# Any top tips for growing Glosso in a low tech tank?



## Stickleback (31 Oct 2017)

I have had a number of low tech tanks and have had brief success with Glossostigma elatinoides. It would spread out across the substrate, but subsequently would melt. It is rumoured that glosso can be grown in a low tech no CO2 environment.
So I was just wondering if anyone has any top tips to successfully grow some.

Cheers

S


----------



## Tim Harrison (31 Oct 2017)

I've never really got any plant to carpet properly low-energy, especially Glosso; tho' that's not to say it can't be done. Monte Carlo might be a better option, but even then I think you'll probably need LC.


----------



## AverageWhiteBloke (6 Jan 2018)

I have a patch of MC in my non gas or LC tank at the moment, only been in there 3 weeks but so far no sign of it dying back and a little new growth. Obviously very early yet, only time will tell.


----------



## Danny (7 Jan 2018)

Not glosso but I had Marselia Hersuita going crazy with no gas just LC and ferts.


----------



## Stickleback (24 Mar 2022)

Haha. Was just googling how to grow glosso in a low tech tank and saw someone had asked exactly that in an aquatic forum! Woo hoo perfect. Only to realised it was my thread from 2017.


----------



## dw1305 (24 Mar 2022)

Hi all,


Stickleback said:


> saw someone had asked exactly that in an aquatic forum!

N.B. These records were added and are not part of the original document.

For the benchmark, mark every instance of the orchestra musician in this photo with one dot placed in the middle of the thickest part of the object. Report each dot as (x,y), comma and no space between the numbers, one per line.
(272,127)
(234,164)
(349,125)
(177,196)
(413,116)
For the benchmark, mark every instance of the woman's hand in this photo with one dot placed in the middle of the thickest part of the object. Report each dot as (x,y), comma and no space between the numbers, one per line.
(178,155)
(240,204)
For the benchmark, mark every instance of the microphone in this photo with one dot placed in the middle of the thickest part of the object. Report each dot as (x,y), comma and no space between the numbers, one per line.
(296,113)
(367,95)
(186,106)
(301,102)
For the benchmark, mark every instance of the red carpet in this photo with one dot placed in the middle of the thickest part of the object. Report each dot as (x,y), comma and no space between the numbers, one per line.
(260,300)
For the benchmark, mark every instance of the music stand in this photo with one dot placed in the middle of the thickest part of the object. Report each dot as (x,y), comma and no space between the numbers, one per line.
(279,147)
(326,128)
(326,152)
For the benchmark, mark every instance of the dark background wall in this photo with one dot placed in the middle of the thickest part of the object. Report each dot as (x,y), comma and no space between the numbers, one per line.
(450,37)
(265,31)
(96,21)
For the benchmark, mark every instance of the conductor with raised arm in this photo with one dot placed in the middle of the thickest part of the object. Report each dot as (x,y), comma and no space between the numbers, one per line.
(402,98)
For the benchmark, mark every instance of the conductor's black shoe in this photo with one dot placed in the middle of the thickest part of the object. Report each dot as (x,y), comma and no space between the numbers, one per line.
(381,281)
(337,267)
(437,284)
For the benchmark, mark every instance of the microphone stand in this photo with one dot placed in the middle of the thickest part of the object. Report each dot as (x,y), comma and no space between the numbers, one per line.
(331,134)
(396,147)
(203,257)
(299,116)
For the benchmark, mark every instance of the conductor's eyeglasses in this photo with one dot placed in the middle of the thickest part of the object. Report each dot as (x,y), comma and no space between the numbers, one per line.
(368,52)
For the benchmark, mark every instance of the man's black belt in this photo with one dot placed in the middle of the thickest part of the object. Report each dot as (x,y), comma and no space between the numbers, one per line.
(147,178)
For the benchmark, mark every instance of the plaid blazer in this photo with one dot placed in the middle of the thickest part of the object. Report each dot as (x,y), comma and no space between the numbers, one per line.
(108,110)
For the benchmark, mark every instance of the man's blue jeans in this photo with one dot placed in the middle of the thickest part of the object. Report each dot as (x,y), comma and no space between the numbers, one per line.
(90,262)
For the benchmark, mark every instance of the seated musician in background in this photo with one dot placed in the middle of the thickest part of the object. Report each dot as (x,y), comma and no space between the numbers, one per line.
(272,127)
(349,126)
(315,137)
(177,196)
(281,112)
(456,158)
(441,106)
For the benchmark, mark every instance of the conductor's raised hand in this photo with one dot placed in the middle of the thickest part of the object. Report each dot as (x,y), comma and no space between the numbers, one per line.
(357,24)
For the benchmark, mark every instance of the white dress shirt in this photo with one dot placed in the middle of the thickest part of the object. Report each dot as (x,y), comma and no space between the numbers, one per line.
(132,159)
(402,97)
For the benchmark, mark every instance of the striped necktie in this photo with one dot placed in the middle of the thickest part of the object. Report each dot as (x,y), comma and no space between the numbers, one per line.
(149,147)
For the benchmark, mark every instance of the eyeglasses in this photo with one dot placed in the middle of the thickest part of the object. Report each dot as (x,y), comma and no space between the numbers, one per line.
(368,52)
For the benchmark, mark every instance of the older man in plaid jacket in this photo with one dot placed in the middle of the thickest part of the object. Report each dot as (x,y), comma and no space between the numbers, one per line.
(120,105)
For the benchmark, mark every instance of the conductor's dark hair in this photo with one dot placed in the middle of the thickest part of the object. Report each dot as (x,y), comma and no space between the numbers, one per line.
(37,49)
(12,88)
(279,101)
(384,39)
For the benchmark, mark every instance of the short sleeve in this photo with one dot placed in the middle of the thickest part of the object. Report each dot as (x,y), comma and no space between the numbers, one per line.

I think we've probably all been there, the other day I was looking at a Google Search and I found a link where the person both agreed with me and was making perfect sense.................

Only to find it was some-one quoting me and then my feelings of vindication were then cruelly violated when they then told everybody on that forum that it was total b*llocks and that I was obviously a complete clown.

cheers Darrel


----------



## Sarpijk (24 Mar 2022)

Last night I was watching a video by MJ aquascaping. He has setup a low tech no filter nano with a full carpet of glosso. He says that he uses only RO water and that helps.

Link:


----------



## Garuf (24 Mar 2022)

Very shallow tank. Lots of flow. Good substrate and hope. 
I don’t take much stock in ro helping, I’ve grown glosso in liquid rock.
It’s a mud mat plant at the end of the day and it’s co2 hungry. A shallow tank will improve your chances as it will give better gaseous exchange but it’s not really a low tech tank plant due to its original habitat of extreme light in very shallow water.


----------



## Garuf (24 Mar 2022)

Sarpijk said:


> Last night I was watching a video by MJ aquascaping. He has setup a low tech no filter nano with a full carpet of glosso. He says that he uses only RO water and that helps.
> 
> Link:



I’m convinced he’s not seeing the wood for the trees. It’s a very shallow tank and shallow tanks have better co2 availability.


----------



## HKATER (29 Mar 2022)

I have a tip - I grow a lot of glosso. You need to go super low-tech. Glosso's are typically called 'mud-mat', they grow in mud. Picture below is elatinoides in ADA Amazonia (V2 no tabs or original I forget, doesn't matter) + 30% potting mix (mixed by hand). A premium potting mix with low low wood content so it doesn't turn your water yellow. Glosso (all of them) grow submerged in water temperatures from freezing (4 deg C) to above 30 deg C - their natural biotope in Australia. This tank is 3 months old, no CO2 injection, no added fertlisers liquid or other. It just came out of winter temperatures and grew like a jungle in winter daylight in Australia (no direct sunlight).


----------



## HKATER (29 Mar 2022)

Elatinoides in its native soil/mud. In low nutrient muds and water it will grow horizontal like a carpet because there are low nutrients in the water column. The nutrients are in the mud where it grows. High nutrient water will always grow elatinoides vertical like a forest. Lighting levels are irrelevant but must be enough to let it grow. Not a demanding plant in terms of lighting in my experience.


----------



## _Maq_ (24 Jul 2022)

Many of these carpet plants take up CO2 leaching from the sediment due to microbial respiration. Some of them even actively oxidize their rhizosphere to support more microbes. I've kept various carpet plants successfully in low-tech, unfortunately never tried Glossostigma. My favorite used to be Elatine hydropiper because it sticks firmly to the substrate and does not create a thick mat.
My suggestion - only a suggestion since I haven't performed any test to prove it - is that these plants do not require CO2 injection but benefit from good water movement and well-oxygenated water (to feed their microbial tenants).


----------



## Stickleback (21 Sep 2022)

I'm getting there slowly


----------